Researchers at Rensselaer Polytechnic Institute are using data from League of Legends, one of the world’s most popular MOBA (multiplayer online battle arena) games, to develop models that reveal how team membership, working history, and other factors affect performance outcomes.
The findings, which were recently published in Proceedings of the Human Factors and Ergonomics Society Annual Meeting, have broad and critical implications. The data — on hundreds of thousands of matches played by approximately 100,000 teams — has allowed the researchers to build and test advanced statistical models and explore complex methodological challenges in the study of teamwork.
Their research on League of Legends is aimed at determining how best to measure and monitor individual team members in order to improve performance and learning over time, particularly when it comes to more critical situations.
“Our approach enables us to ask questions that are exceedingly difficult to ask in ‘live’ environments such as military combat. Data on teamwork at this scope and scale are simply not readily available.”David Mendonca, Associate Professor of Industrial and Systems Engineering at Rensselaer
With the League of Legends data, painstakingly compiled from publicly available sources, the researchers were able to test their instrumentation and design their studies so as to improve data collection in a high-stakes setting.
It’s difficult to perform these types of team studies because a large number of research subjects are needed to get enough data. Team members also, ideally, need to have previously worked together in order for researchers to explore their behavior over time. The League of Legends data set contains thousands of examples of teams whose members have played hundreds of games together.
“We’re trying to understand processes of learning and adaptation, particularly when teams are subjected to unforeseen or unusual events, such as the loss of team members.”David Mendonca, Associate Professor of Industrial and Systems Engineering at Rensselaer
This recent paper builds upon past research done by Mendonca and Wayne Gray, a professor of cognitive science at Rensselaer, as well as Joshua Eaton, a doctoral student in industrial and systems engineering at Rensselaer. They previously found that there are critical positions within a team that can significantly affect a group’s goals. For example, when a player filling a critical position is “down,” negative events within the game increase for their team.
Mendonca and Eaton also found that, if team members are familiar with their position, it can positively affect the effectiveness of a team.

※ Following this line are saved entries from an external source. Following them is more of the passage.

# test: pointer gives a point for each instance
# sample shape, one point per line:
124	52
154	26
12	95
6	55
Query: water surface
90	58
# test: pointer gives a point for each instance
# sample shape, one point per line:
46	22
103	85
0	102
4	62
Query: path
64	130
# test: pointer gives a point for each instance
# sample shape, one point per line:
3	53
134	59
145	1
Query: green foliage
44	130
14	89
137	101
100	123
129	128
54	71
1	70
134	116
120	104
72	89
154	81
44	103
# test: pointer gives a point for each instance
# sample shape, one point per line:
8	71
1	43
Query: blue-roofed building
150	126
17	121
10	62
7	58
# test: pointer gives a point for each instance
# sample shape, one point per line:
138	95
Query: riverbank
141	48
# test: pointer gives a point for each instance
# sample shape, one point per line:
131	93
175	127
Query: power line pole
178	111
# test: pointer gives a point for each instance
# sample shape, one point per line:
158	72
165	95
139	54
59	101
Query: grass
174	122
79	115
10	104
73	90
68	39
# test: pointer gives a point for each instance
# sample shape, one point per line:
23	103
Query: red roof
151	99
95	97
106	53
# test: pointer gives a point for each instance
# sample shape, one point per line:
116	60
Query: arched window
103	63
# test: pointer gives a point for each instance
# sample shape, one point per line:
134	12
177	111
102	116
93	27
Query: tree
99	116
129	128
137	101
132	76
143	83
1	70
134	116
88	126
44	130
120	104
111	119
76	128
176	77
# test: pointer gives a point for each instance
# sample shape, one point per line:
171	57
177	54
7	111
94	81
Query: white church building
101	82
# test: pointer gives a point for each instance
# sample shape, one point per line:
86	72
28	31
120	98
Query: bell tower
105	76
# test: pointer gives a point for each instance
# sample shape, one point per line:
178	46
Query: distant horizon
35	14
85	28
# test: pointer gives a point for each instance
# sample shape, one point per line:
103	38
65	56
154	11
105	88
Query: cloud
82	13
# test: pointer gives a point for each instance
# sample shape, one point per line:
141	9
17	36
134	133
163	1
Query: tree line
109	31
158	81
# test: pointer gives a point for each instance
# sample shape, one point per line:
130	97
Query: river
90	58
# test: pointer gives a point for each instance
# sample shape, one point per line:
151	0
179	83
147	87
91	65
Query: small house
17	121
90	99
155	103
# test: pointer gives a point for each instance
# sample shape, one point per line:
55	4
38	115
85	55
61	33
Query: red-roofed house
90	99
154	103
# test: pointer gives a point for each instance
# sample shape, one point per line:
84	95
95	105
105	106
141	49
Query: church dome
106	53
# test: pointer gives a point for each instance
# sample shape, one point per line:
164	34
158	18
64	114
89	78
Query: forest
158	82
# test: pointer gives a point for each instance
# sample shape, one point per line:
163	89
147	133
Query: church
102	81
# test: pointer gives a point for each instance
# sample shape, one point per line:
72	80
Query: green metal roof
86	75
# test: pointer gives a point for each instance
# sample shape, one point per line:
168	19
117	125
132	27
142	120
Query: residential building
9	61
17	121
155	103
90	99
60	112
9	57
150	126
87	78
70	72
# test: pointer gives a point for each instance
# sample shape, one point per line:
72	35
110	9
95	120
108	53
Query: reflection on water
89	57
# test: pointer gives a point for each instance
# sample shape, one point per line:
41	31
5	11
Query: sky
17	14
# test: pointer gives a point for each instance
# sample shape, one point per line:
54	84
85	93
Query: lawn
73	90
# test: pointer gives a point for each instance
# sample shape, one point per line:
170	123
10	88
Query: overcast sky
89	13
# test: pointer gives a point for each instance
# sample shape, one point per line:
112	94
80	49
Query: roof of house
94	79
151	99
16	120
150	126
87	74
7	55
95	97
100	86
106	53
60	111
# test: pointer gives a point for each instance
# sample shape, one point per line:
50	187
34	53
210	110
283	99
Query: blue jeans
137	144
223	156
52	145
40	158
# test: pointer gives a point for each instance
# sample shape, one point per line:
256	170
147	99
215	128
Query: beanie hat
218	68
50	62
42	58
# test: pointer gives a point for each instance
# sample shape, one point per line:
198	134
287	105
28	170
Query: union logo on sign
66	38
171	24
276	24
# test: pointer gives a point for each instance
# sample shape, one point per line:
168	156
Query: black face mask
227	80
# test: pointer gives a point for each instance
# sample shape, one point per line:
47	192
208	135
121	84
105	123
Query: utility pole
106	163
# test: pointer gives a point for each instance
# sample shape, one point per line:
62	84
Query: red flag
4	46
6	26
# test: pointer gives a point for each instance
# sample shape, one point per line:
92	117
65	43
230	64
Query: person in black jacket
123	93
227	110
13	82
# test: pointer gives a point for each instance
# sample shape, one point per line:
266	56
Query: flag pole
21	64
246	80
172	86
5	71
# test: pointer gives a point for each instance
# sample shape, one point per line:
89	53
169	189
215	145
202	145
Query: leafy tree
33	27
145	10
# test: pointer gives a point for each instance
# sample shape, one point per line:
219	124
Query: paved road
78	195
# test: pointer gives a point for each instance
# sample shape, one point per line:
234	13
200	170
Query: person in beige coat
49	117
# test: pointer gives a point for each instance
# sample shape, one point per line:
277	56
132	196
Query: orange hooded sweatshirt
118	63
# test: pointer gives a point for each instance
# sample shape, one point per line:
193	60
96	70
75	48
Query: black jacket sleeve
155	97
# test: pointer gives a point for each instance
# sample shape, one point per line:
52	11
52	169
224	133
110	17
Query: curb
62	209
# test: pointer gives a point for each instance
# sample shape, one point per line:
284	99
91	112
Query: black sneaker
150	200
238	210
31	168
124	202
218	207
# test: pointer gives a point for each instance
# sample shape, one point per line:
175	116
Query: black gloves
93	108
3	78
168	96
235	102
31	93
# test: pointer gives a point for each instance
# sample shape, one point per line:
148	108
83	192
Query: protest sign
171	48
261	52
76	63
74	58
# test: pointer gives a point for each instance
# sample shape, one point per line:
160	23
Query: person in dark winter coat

What this research has enabled is the development of metrics that will allow Mendonca and his team to try to answer one of their driving, and complex, questions: What is the effect of turnover and how can they measure it?
The Office of Naval Research supports this work through a grant, for which Gray is the primary investigator. He characterizes the overall effort as trying to find the “I” in “team.” “Can we find the contribution of the individual in a team?” asks Gray, whose work on performance in single-player games, like Tetris, has led to pathbreaking discoveries on learning by experts.
Ultimately, this work is strongly focused on uncovering which metrics are the most meaningful to measure and how to collect information that will prove useful in further study. With these results in hand, Mendonca said, subsequent research is expected to explore the timing of re-staffing in military and other organizations in order to support performance.